Он выслушал утвердительный ответ и кивнул.
Потом указал Джиму на лестницу в правом углу отделанного мрамором вестибюля.
– Прошу, сэр. Второй этаж. Секретарша мистера Уэллса вас встретит.
В банке в тот момент народу было немного. Ощущая
На верхней лестничной площадке Джима поджидал Коэн Уэллс собственной персоной.
Он слегка располнел, но сохранил здоровый вид, должно быть, несмотря на дела, умудряется много времени проводить на свежем воздухе. Красавцем его не назовешь, зато весь облик оставляет ощущение силы и жизнелюбия. Увидев Джима, банкир весь аж засветился. То ли искренне, то ли по необходимости – у него не угадаешь.
– Джим, рад тебя видеть! Ты в отличной форме.
Он крепко стиснул Джиму руку, как и положено деловому человеку в Аризоне. Потом, приобняв за плечи, повел в свой кабинет.
– Кофе выпьешь?
– Не откажусь.
Банкир повернулся налево, к открытой двери приемной.
– Мэри, два кофе, пожалуйста. Со всеми причиндалами. И не из нашей машины. Пошли кого-нибудь, пусть принесет два эспрессо из «Старбакса».
Они вошли в кабинет. Джим огляделся. С прошлого раза здесь мало что изменилось, хотя прошли годы. Появилась новая мебель, гигантский стол – родной Болтон, – стены перекрасили в более мягкий цвет. Но главное – то, что внушает ощущение большой власти, – осталось прежним.
Коэн указал ему на кожаное кресло перед столом.
– Сюда садись. Мэр его нагрел своей задницей.
Да уж, мэр спускался по лестнице так, будто ему в зад только что вставили ручку метлы.
Джим улыбнулся и сел. Пусть Уэллс сочтет его улыбку ответом на теплый прием и остроту.
– Мистер Уэллс, я прежде всего хочу расплатиться за прокат вертолета.
Банкир отмахнулся.
– Успеешь еще. Это мелочи. – Он положил руки на стол и подался к Джиму. – Расскажи о себе. Как тебе живется в Нью-Йорке? Говорят, ты неплохо устроился под крылом у Линкольна Раундтри.
Джим качнул головой и уставился на мыски своих ботинок.

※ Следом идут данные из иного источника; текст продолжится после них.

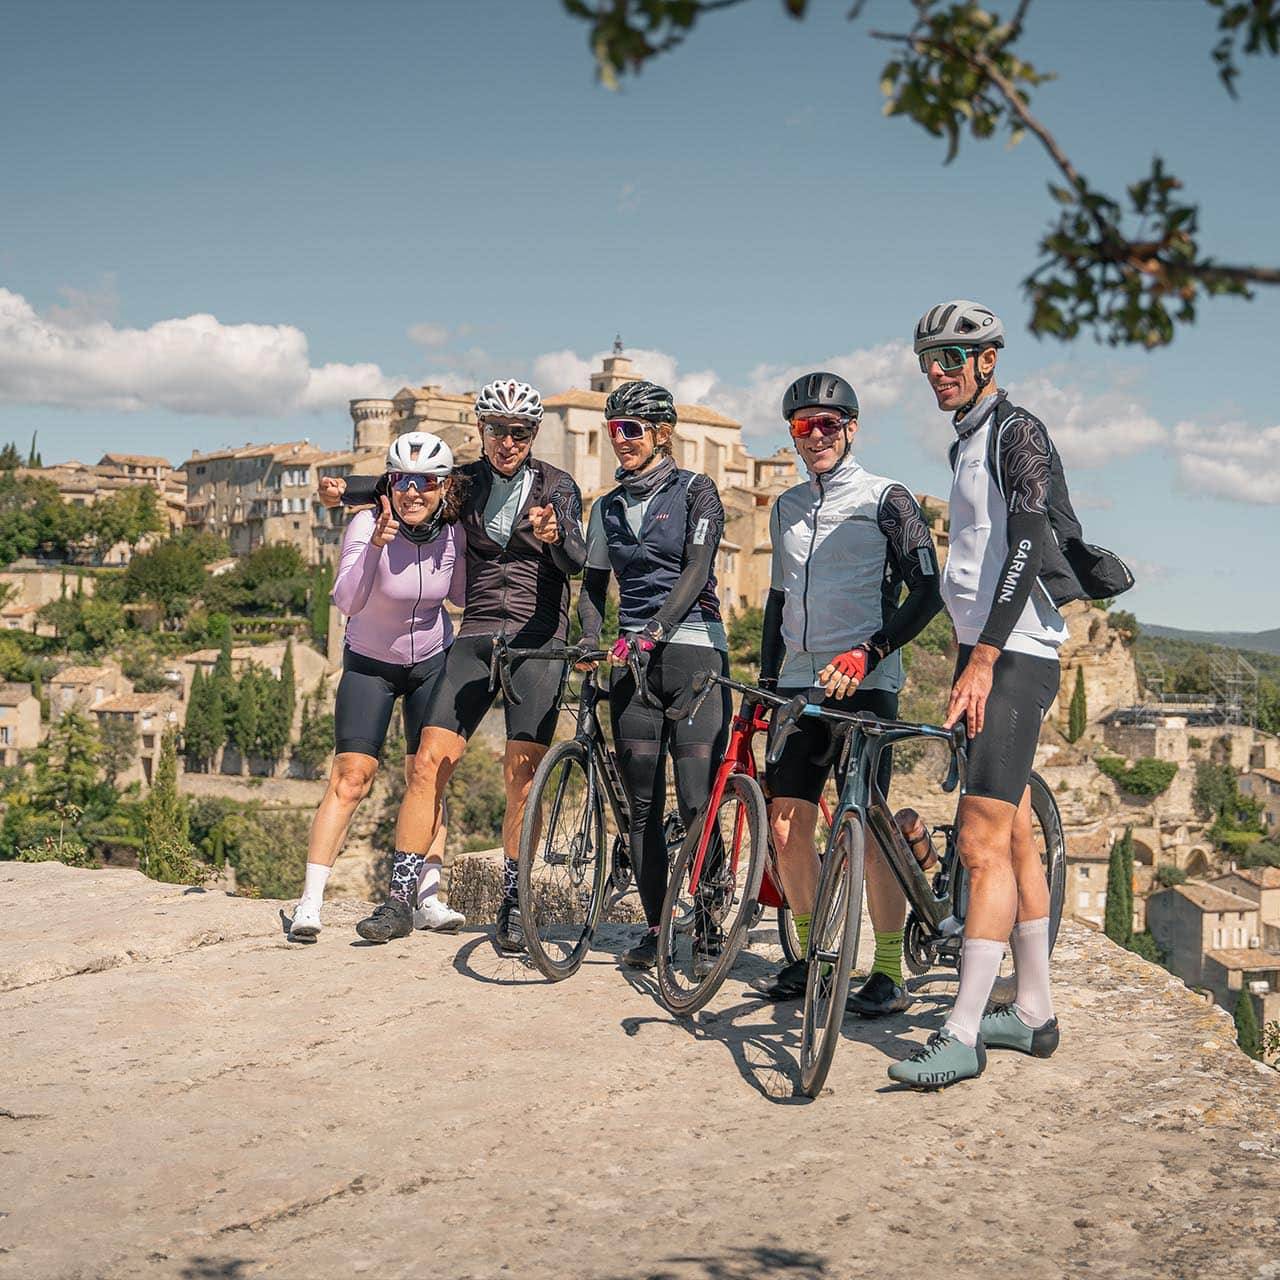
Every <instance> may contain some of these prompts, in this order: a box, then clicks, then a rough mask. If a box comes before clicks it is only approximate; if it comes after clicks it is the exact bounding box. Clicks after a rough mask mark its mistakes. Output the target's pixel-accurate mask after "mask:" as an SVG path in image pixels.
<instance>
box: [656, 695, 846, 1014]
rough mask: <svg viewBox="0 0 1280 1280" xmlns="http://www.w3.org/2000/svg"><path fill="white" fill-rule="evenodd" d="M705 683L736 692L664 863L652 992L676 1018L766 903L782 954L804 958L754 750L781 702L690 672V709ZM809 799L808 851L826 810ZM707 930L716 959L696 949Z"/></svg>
mask: <svg viewBox="0 0 1280 1280" xmlns="http://www.w3.org/2000/svg"><path fill="white" fill-rule="evenodd" d="M714 685H723V686H726V687H727V689H732V690H735V691H736V692H740V694H741V695H742V703H741V707H740V708H739V710H737V713H736V714H735V716H733V718H732V721H731V723H730V737H728V746H727V748H726V751H724V759H723V760H722V762H721V765H719V768H718V769H717V771H716V781H714V783H713V785H712V791H710V795H709V796H708V799H707V804H705V806H704V808H703V810H701V813H700V814H699V817H698V818H695V819H694V822H692V823H691V826H690V832H689V835H687V836H686V838H685V841H684V844H682V846H681V849H680V852H678V854H677V855H676V856H675V859H673V860H672V864H671V874H669V879H668V882H667V896H666V899H664V900H663V905H662V920H660V924H659V931H658V966H657V969H658V992H659V995H660V998H662V1002H663V1004H664V1005H666V1006H667V1009H669V1010H671V1011H672V1012H673V1014H677V1015H681V1016H687V1015H689V1014H692V1012H696V1011H698V1010H699V1009H701V1007H703V1005H705V1004H707V1002H708V1001H709V1000H710V998H712V997H713V996H714V995H716V992H717V991H719V987H721V983H723V980H724V978H726V975H727V974H728V972H730V969H732V966H733V961H735V960H736V959H737V954H739V951H741V950H742V945H744V943H745V942H746V936H748V932H749V931H750V928H751V925H753V924H755V922H756V920H759V918H760V915H762V913H763V911H764V910H765V909H767V908H773V909H774V910H777V913H778V938H780V941H781V943H782V950H783V951H785V952H786V956H787V960H796V959H799V957H800V956H801V955H803V954H804V952H803V950H801V947H800V940H799V938H797V937H796V932H795V923H794V920H792V918H791V910H790V908H788V906H787V900H786V893H785V892H783V890H782V877H781V874H780V873H778V861H777V852H776V850H774V849H773V841H772V838H771V836H769V823H768V815H767V810H765V803H764V792H763V791H762V790H760V783H759V781H758V773H759V771H758V768H756V764H755V749H754V740H755V735H756V733H768V731H769V717H768V710H767V709H765V708H767V707H782V705H786V704H787V703H788V701H790V699H787V698H778V696H777V695H776V694H769V692H767V691H765V690H763V689H756V687H755V686H753V685H742V684H739V682H737V681H733V680H724V678H723V677H721V676H709V675H708V676H707V677H705V678H701V677H700V676H695V677H694V684H692V687H691V690H690V692H691V695H692V698H694V705H695V707H696V703H698V701H699V700H700V699H701V698H703V696H705V695H707V692H708V691H709V690H710V689H712V687H713V686H714ZM668 714H675V716H680V717H684V716H686V714H691V712H690V710H677V712H673V713H668ZM819 803H820V822H819V832H818V847H819V849H826V846H827V835H826V832H829V829H831V806H829V804H828V803H827V797H826V796H823V797H822V799H820V801H819ZM823 826H824V827H826V831H823V829H822V828H823ZM708 934H714V936H719V938H721V950H719V955H716V956H709V955H707V954H705V952H703V954H700V951H699V947H698V941H699V940H700V938H705V937H707V936H708Z"/></svg>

– Уже нет ни Нью-Йорка, ни Линкольна Раундтри. Я их профукал.
Уэллс немного помолчал, видимо обкатывая эту новость. Но даже когда вновь заговорил, Джим ничего не смог прочесть у него на лице.
– Если ты об этом жалеешь, то я тебе сочувствую. С другой стороны, для того, что я тебе намерен предложить, это даже кстати. Как говорится, нет худа без добра… – Он усмехнулся банальной народной мудрости. Но тут же лицо его стало серьезным и сосредоточенным. – Думаю, мы с тобой можем оказать помощь друг другу. Ты ночевал на ранчо и видел, как оно изменилось. Прекрасно оборудованный комплекс, но работает на пятнадцать процентов своего потенциала. А в перспективе миллионные инвестиции.